Breach Notification , Endpoint Security , Hardware / Chip-level Security
How Infusion Pump Security Flaws Can Mess with Drug DosingDouglas McKee of McAfee Enterprise Describes Vulnerabilities Found in B. Braun Devices
Five security vulnerabilities in commonly used infusion pump products from B. Braun Medical Inc. could collectively allow malicious actors to dangerously modify the dose of medicines delivered to patients, says Douglas McKee, a security researcher on a team at security vendor McAfee Enterprise, which recently discovered the flaws.
The vulnerabilities exist in both the B. Braun Infusomat Space large volume pump and the company's SpaceStation docking station, which are network-connected devices used in hospitals worldwide, McKee says in an interview with Information Security Media Group about his team's Aug. 24 research report.
The vulnerabilities include:
- Use of externally controlled format string;
- Insufficient verification of data authenticity;
- Missing authentication for critical function;
- Cleartext transmission of sensitive information;
- Unrestricted upload of file with dangerous type.
"The crux of the vulnerabilities … is what can be done when those [flaws are] combined," he says.

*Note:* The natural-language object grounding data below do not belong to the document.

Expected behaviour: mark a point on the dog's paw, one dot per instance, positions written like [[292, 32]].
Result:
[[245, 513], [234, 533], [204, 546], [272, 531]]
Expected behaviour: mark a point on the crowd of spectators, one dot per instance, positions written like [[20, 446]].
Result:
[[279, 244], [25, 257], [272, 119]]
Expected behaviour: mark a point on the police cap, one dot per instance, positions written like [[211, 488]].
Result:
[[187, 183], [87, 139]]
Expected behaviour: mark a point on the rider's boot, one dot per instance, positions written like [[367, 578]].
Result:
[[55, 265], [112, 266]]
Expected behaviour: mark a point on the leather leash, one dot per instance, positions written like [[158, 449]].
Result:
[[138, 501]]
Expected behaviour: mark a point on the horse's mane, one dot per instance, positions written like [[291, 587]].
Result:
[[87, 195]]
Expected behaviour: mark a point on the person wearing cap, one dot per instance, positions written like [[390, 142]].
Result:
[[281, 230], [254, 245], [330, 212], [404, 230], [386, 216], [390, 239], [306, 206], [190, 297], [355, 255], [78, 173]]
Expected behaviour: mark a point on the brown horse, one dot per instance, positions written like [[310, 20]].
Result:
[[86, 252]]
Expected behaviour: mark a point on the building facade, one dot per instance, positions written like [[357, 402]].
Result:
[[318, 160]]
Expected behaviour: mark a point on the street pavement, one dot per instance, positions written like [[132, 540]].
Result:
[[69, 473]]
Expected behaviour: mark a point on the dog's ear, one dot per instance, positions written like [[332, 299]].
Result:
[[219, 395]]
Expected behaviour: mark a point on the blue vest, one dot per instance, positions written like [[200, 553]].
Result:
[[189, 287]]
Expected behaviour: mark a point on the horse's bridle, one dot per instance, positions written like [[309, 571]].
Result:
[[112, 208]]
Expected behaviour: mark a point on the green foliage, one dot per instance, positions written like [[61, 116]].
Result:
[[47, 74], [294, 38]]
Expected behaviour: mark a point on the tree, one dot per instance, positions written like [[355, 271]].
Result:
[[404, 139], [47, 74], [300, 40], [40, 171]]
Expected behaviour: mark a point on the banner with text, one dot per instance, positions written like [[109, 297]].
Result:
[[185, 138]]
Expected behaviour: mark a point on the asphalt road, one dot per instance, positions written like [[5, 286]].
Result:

"Each vulnerability separately is not super interesting. But together, the vulnerabilities could allow a remote unauthenticated attack, where actors can access the device in an unintended manner and then … leverage the software on the device to let it do things it's not intended to do," he says.
That includes manipulating values in memory, resulting in the pump distributing more or less of the drug than what the device was intended to do, he says.
"And this is all done without alerting the medical staff or the IT staff. So the pump actually believes it administered the proper dose of medication."
B. Braun Statement
In a statement to ISMG about the McAfee Enterprise research findings, B. Braun says: "We have a robust vulnerability disclosure program and when potential vulnerabilities are discovered, our goal is to mitigate potential risks as quickly as possible."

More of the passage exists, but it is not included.